Paul McGowan, 52, decided to take matters into his own hands to tackle issues in his local park after having to pay more than £700 in vet fees when his dog was injured by broken glass left behind by youths.
The petition, which has almost 100 signatures, requests the removal of a metal shelter in Lochgelly public park where young people gather at night.
The Lochgelly resident says anti-social behaviour has been an issue at the park for several years, with teenagers continuously stealing bins and setting them alight.
Paul believes the removal of the fixture will stop people smashing glass off the steel shelter and surrounding concrete.
Local residents ‘driven mad’
“These issues have been going on for more than five years,” said Paul.
“More recently it has started to get more hectic with a number of youths bussing in from Cardenden and Lochgelly.
“The local residents are driven mad with the amount of noise pollution, broken bottles, litter and they’re also stealing bins out of gardens and setting fire to them.
“When the issues have been raised with local councillors, it seems to be: ‘they’re just kids, let them do what they want.’
“I remember being a youngster myself, I don’t want to get rid of the youngsters but the ones who are coming to the park and underage drinking are smashing bottles and the litter and the mess that they leave is actually quite harmful.
“So much so that my dog was injured just over two weekends ago and it cost £725 to put him right.”
Paul said his dog suffered from a deep cut in his leg from broken glass left behind by youths in the park.
Paul added: “During the October holidays, there was about three different times I had to call the council in to clean up the park because of the mess and the glass.
“I live right next to the park and we take our dog out for a walk on a daily basis. It should be a park for everybody, not just for drunk teenagers at night.
‘Enough is enough’
“With my dog being hurt over two weekends ago I thought: ‘it’s time to get this resolved, enough is enough.’
“A couple of people on my petition have commented, with one woman noting that she’s sick of feeling intimidated when walking in the park during the evening.”
Lochgelly councillor Linda Erskine said the issue has not gone unnoticed and attempts have been made to tackle anti-social behaviour in the past.
She said: “Whether the shelter is there or not, my concern would be that it wouldn’t discourage the way they’ve been behaving at the moment.
“The glass has been across grass as well, it’s awful.
“Youngsters were embedding them [broken bottles] in the football pitch and had the ragged glass sitting up so you can image what that could have done if someone playing football had fallen on it.
“I would be distressed if my dog had been hurt with the glass and other people reported the same kind of distressing things where dogs have had their paws cut and they’ve had to get emergency treatment.
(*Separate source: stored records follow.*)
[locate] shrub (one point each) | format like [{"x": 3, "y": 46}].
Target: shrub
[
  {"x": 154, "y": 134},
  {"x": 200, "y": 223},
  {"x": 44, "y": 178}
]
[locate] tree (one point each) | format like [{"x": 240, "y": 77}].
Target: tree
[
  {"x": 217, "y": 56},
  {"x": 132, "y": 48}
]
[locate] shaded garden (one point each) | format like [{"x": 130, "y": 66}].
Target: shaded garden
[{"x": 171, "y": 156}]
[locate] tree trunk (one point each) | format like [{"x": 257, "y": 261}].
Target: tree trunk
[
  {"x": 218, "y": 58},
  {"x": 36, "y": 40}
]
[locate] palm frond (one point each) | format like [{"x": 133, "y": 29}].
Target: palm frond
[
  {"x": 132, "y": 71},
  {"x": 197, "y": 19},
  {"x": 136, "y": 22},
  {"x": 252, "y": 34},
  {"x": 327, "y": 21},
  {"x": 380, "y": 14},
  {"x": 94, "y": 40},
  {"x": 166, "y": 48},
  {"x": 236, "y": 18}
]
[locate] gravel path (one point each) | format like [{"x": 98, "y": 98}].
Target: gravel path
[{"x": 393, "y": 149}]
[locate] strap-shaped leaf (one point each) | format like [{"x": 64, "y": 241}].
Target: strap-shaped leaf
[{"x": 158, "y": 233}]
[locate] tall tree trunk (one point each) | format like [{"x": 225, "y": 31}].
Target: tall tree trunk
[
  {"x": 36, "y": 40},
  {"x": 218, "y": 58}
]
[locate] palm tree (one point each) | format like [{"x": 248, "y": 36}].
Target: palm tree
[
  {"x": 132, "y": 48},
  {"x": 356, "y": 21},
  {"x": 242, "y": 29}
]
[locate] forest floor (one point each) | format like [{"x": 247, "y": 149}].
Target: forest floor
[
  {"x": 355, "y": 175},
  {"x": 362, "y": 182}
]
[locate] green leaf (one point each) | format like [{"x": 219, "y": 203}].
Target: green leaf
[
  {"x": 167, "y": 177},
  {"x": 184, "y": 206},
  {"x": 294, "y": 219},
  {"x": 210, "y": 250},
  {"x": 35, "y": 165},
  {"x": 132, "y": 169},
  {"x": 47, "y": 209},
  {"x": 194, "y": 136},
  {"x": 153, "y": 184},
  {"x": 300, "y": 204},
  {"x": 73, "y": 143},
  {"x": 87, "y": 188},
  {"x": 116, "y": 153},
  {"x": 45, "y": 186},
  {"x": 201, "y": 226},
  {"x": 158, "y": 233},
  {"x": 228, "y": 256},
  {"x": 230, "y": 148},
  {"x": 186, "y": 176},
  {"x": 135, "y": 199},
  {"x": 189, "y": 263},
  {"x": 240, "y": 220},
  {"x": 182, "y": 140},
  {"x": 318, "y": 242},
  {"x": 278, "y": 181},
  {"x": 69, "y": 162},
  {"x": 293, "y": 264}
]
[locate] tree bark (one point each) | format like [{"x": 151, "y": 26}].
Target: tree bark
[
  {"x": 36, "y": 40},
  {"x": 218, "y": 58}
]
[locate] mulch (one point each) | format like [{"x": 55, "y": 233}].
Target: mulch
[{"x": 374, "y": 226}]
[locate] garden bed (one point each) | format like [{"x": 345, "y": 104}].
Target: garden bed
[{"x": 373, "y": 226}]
“I’m really interested to see how his petition goes, I would expect a lot of people will sign it in favour of getting rid of it but it’s not that it has not been thought of already, it has been discussed previously by the council.”
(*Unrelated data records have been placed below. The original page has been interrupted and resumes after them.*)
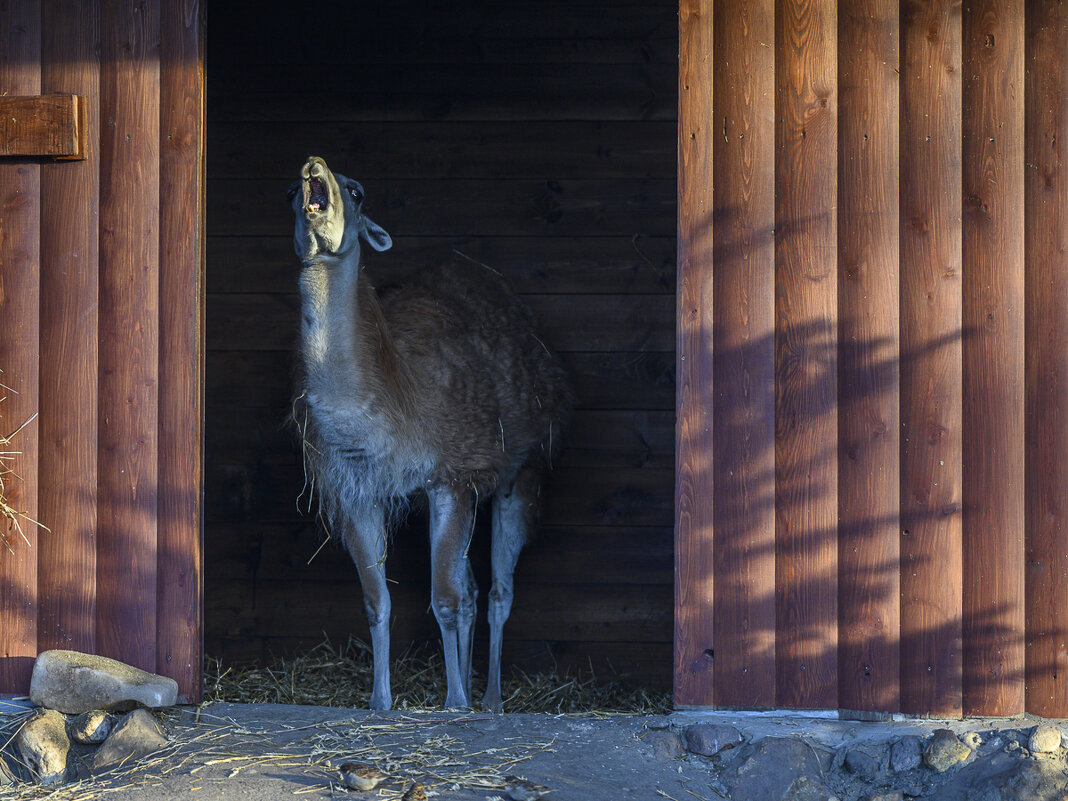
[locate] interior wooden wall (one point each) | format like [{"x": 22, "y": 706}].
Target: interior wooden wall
[
  {"x": 536, "y": 138},
  {"x": 100, "y": 316},
  {"x": 873, "y": 348}
]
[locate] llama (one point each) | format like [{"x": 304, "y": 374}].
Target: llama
[{"x": 440, "y": 387}]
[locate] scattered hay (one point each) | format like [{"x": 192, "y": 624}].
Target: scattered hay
[
  {"x": 11, "y": 517},
  {"x": 342, "y": 675}
]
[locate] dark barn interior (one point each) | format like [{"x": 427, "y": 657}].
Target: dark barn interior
[{"x": 537, "y": 138}]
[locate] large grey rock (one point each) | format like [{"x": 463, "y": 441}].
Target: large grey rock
[
  {"x": 666, "y": 745},
  {"x": 75, "y": 682},
  {"x": 709, "y": 739},
  {"x": 44, "y": 745},
  {"x": 135, "y": 736},
  {"x": 91, "y": 728},
  {"x": 8, "y": 778},
  {"x": 1045, "y": 739},
  {"x": 776, "y": 769},
  {"x": 944, "y": 750},
  {"x": 906, "y": 754},
  {"x": 861, "y": 764}
]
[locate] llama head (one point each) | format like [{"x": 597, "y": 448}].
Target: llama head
[{"x": 329, "y": 215}]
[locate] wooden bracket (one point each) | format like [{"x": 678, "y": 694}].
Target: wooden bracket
[{"x": 43, "y": 126}]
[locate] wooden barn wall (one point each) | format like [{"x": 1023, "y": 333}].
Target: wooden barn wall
[
  {"x": 873, "y": 343},
  {"x": 100, "y": 342},
  {"x": 538, "y": 138}
]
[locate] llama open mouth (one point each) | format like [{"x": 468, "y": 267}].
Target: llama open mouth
[{"x": 316, "y": 195}]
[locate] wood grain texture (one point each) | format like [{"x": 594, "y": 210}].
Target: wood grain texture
[
  {"x": 992, "y": 134},
  {"x": 868, "y": 358},
  {"x": 1046, "y": 192},
  {"x": 179, "y": 571},
  {"x": 69, "y": 193},
  {"x": 743, "y": 354},
  {"x": 126, "y": 611},
  {"x": 930, "y": 549},
  {"x": 805, "y": 355},
  {"x": 42, "y": 125},
  {"x": 694, "y": 592},
  {"x": 19, "y": 352}
]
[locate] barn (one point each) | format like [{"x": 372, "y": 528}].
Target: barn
[{"x": 804, "y": 262}]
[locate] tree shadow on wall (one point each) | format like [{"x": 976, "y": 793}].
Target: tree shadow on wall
[{"x": 828, "y": 589}]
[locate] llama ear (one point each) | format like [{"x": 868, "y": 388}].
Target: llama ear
[{"x": 375, "y": 235}]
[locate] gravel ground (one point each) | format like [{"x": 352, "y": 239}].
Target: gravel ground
[{"x": 233, "y": 752}]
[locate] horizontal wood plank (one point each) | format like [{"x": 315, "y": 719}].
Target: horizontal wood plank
[
  {"x": 532, "y": 264},
  {"x": 43, "y": 125}
]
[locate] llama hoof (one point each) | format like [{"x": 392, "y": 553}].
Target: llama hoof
[
  {"x": 381, "y": 703},
  {"x": 458, "y": 702}
]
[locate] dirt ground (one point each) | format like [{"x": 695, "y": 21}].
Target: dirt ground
[{"x": 231, "y": 752}]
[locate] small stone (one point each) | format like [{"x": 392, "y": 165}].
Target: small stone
[
  {"x": 44, "y": 745},
  {"x": 90, "y": 728},
  {"x": 8, "y": 778},
  {"x": 665, "y": 745},
  {"x": 135, "y": 736},
  {"x": 1045, "y": 739},
  {"x": 944, "y": 750},
  {"x": 906, "y": 754},
  {"x": 709, "y": 739},
  {"x": 76, "y": 682},
  {"x": 861, "y": 764}
]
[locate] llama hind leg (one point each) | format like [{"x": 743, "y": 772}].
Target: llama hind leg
[
  {"x": 515, "y": 508},
  {"x": 452, "y": 596},
  {"x": 365, "y": 540}
]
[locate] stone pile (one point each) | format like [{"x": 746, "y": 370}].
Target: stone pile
[
  {"x": 92, "y": 717},
  {"x": 1008, "y": 765}
]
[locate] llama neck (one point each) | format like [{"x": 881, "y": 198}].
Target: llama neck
[{"x": 345, "y": 345}]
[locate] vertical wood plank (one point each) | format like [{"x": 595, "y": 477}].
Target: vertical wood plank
[
  {"x": 693, "y": 490},
  {"x": 19, "y": 350},
  {"x": 805, "y": 359},
  {"x": 66, "y": 558},
  {"x": 743, "y": 293},
  {"x": 129, "y": 309},
  {"x": 181, "y": 346},
  {"x": 930, "y": 170},
  {"x": 868, "y": 350},
  {"x": 1046, "y": 192},
  {"x": 993, "y": 294}
]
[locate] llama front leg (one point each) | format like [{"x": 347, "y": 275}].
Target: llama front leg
[
  {"x": 452, "y": 594},
  {"x": 515, "y": 508},
  {"x": 365, "y": 540}
]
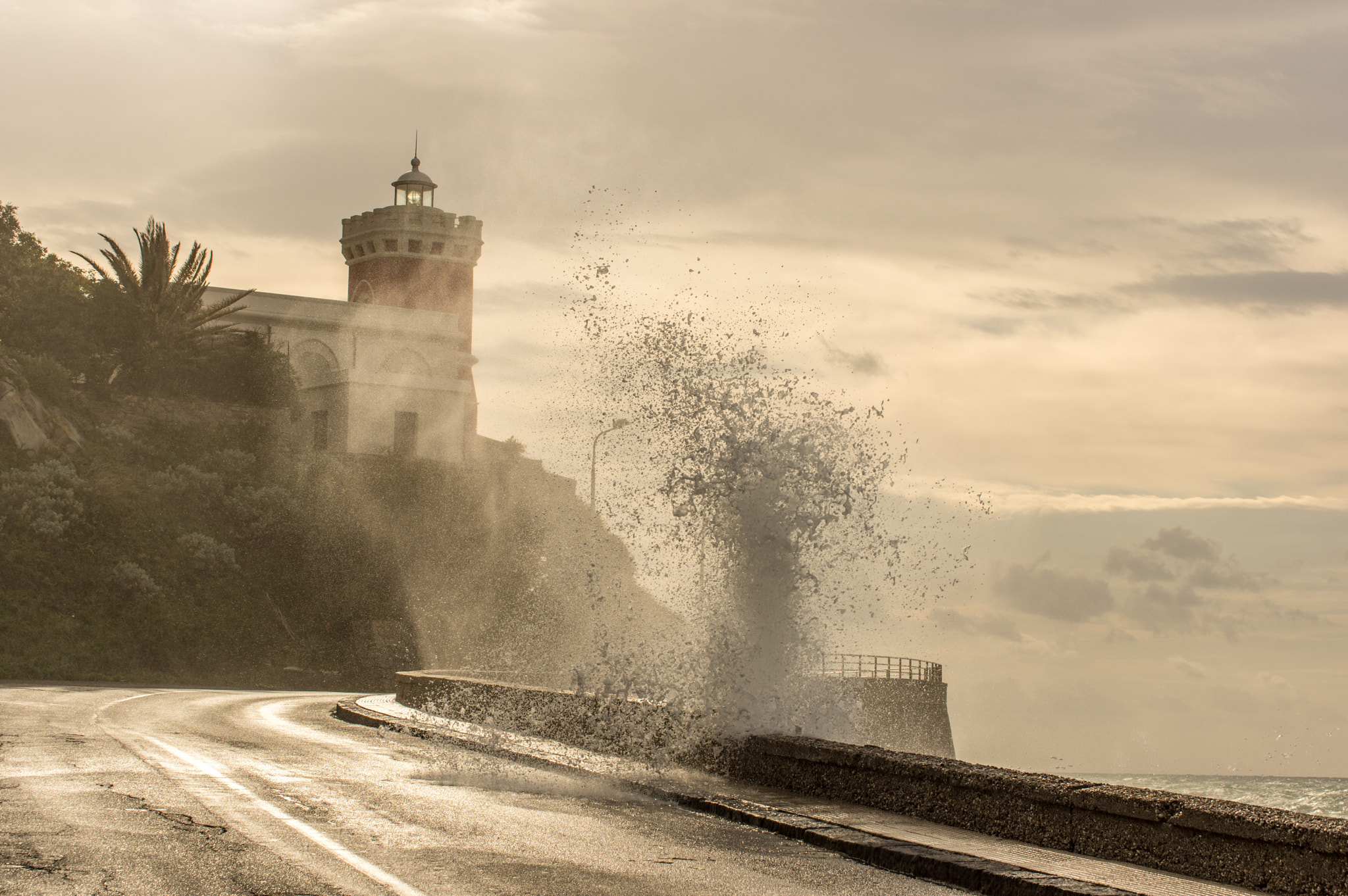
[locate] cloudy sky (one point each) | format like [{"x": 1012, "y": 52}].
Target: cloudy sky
[{"x": 1095, "y": 258}]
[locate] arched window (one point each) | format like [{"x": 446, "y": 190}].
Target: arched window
[{"x": 313, "y": 361}]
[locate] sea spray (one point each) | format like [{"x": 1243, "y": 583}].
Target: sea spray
[{"x": 760, "y": 482}]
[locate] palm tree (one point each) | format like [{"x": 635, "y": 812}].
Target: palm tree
[{"x": 174, "y": 326}]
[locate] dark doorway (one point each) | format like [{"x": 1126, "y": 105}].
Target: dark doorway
[
  {"x": 405, "y": 433},
  {"x": 320, "y": 424}
]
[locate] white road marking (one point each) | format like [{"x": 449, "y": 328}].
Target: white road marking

Local views welcome by council
Fife Council community manager Sarah Roxburgh said the local authority is considering better lighting and increased police patrols.
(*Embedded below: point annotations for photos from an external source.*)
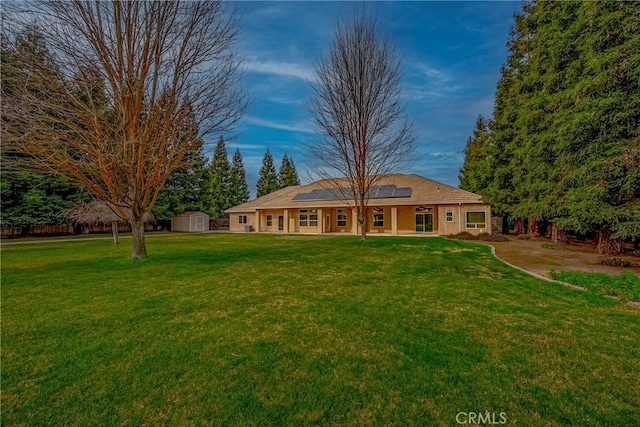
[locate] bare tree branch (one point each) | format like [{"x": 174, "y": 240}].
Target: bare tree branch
[
  {"x": 356, "y": 107},
  {"x": 138, "y": 84}
]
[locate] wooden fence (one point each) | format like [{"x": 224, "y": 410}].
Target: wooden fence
[{"x": 65, "y": 229}]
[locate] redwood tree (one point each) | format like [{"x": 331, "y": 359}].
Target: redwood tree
[{"x": 132, "y": 74}]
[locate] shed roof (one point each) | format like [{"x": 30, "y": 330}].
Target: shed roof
[{"x": 191, "y": 213}]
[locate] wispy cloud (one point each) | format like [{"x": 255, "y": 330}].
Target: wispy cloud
[
  {"x": 299, "y": 126},
  {"x": 280, "y": 68},
  {"x": 428, "y": 83}
]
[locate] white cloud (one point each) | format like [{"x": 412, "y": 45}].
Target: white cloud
[
  {"x": 299, "y": 126},
  {"x": 280, "y": 68}
]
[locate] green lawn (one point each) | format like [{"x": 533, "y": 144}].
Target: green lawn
[{"x": 299, "y": 330}]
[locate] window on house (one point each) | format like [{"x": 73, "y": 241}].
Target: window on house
[
  {"x": 378, "y": 219},
  {"x": 342, "y": 218},
  {"x": 476, "y": 220},
  {"x": 308, "y": 218}
]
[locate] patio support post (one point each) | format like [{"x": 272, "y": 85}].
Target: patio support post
[{"x": 394, "y": 220}]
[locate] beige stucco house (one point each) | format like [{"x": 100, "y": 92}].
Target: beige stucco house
[{"x": 398, "y": 204}]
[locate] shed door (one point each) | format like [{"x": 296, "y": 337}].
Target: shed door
[{"x": 199, "y": 223}]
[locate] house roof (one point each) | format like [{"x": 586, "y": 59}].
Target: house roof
[{"x": 424, "y": 191}]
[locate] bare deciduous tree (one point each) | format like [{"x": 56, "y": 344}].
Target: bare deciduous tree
[
  {"x": 356, "y": 106},
  {"x": 100, "y": 212},
  {"x": 140, "y": 84}
]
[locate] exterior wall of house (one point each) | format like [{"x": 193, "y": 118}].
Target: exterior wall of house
[
  {"x": 386, "y": 220},
  {"x": 264, "y": 220},
  {"x": 236, "y": 226},
  {"x": 327, "y": 220},
  {"x": 332, "y": 213},
  {"x": 407, "y": 218},
  {"x": 459, "y": 223},
  {"x": 476, "y": 229},
  {"x": 180, "y": 223},
  {"x": 448, "y": 227}
]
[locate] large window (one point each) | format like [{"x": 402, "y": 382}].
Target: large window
[
  {"x": 476, "y": 220},
  {"x": 448, "y": 216},
  {"x": 308, "y": 218},
  {"x": 342, "y": 218},
  {"x": 378, "y": 219}
]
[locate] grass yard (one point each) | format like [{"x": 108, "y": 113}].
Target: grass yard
[{"x": 298, "y": 330}]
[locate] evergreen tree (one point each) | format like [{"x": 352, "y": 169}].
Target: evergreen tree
[
  {"x": 187, "y": 188},
  {"x": 474, "y": 174},
  {"x": 287, "y": 175},
  {"x": 563, "y": 145},
  {"x": 238, "y": 188},
  {"x": 268, "y": 180},
  {"x": 30, "y": 199},
  {"x": 221, "y": 181}
]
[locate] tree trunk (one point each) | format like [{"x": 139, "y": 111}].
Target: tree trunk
[
  {"x": 505, "y": 224},
  {"x": 363, "y": 229},
  {"x": 557, "y": 234},
  {"x": 114, "y": 231},
  {"x": 607, "y": 245},
  {"x": 137, "y": 231},
  {"x": 534, "y": 231},
  {"x": 519, "y": 226}
]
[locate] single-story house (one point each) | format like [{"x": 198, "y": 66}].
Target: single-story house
[
  {"x": 190, "y": 221},
  {"x": 398, "y": 204}
]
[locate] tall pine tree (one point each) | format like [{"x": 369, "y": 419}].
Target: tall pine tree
[
  {"x": 474, "y": 173},
  {"x": 565, "y": 134},
  {"x": 187, "y": 188},
  {"x": 268, "y": 180},
  {"x": 220, "y": 180},
  {"x": 238, "y": 188},
  {"x": 287, "y": 176}
]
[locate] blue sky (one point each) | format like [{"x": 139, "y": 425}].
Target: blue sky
[{"x": 451, "y": 54}]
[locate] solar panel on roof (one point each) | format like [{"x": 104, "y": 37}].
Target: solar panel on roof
[
  {"x": 385, "y": 191},
  {"x": 402, "y": 192},
  {"x": 377, "y": 192}
]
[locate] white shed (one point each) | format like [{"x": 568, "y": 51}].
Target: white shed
[{"x": 190, "y": 221}]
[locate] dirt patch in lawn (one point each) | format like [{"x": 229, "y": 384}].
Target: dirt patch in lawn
[{"x": 532, "y": 256}]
“We are aware of local concerns about anti-social behaviour in the park and we’re working with councillors and partners including the police to encourage more responsible behaviour from young people using the park,” she added.
“We will always welcome local views and opinions and, if petitions are submitted, they will be discussed at a future meeting of the area committee.”
‘Do not suffer in silence’
Police in Fife confirmed they are aware of reports of anti-social behaviour in the area and encouraged locals to report any incidents.
Inspector Gavin Cameron said: “We are aware of reports of anti-social behaviour in Lochgelly and no one should tolerate this kind of behaviour, it is unacceptable and hurts communities.
“Please do not suffer in silence. If you are victim of or witness to this type of behaviour then report it to the police, whether by calling 101 or speaking with local police officers.
“Where it is clear to us that there is a particular issue in a particular area, we will devote the appropriate resources, along with our partners to try to alleviate the problem.
“Such actions are directly influenced by what the public tells us.”
‘Needless drain on emergency services’
Mark Bryce, the Scottish Fire and Rescue Service’s Local Senior Officer for Stirling, said: “Deliberate fires have the potential to cause injury and even death or cause devastating damage to our environment and properties.
“They are a needless drain on emergency service resources at a difficult time.
“Our firefighters and community action teams have been and will continue to work extremely hard to engage with the public and promote safety messages.
“We also ask parents, guardians, and carers to help by making sure that children and young people are aware of the risks and consequences of deliberate fire setting.
“We welcome the ongoing support of our local communities and business owners – and by following all of our safety guidance in relation to the safe storage of refuse, everyone can help to reduce the risk of fire.”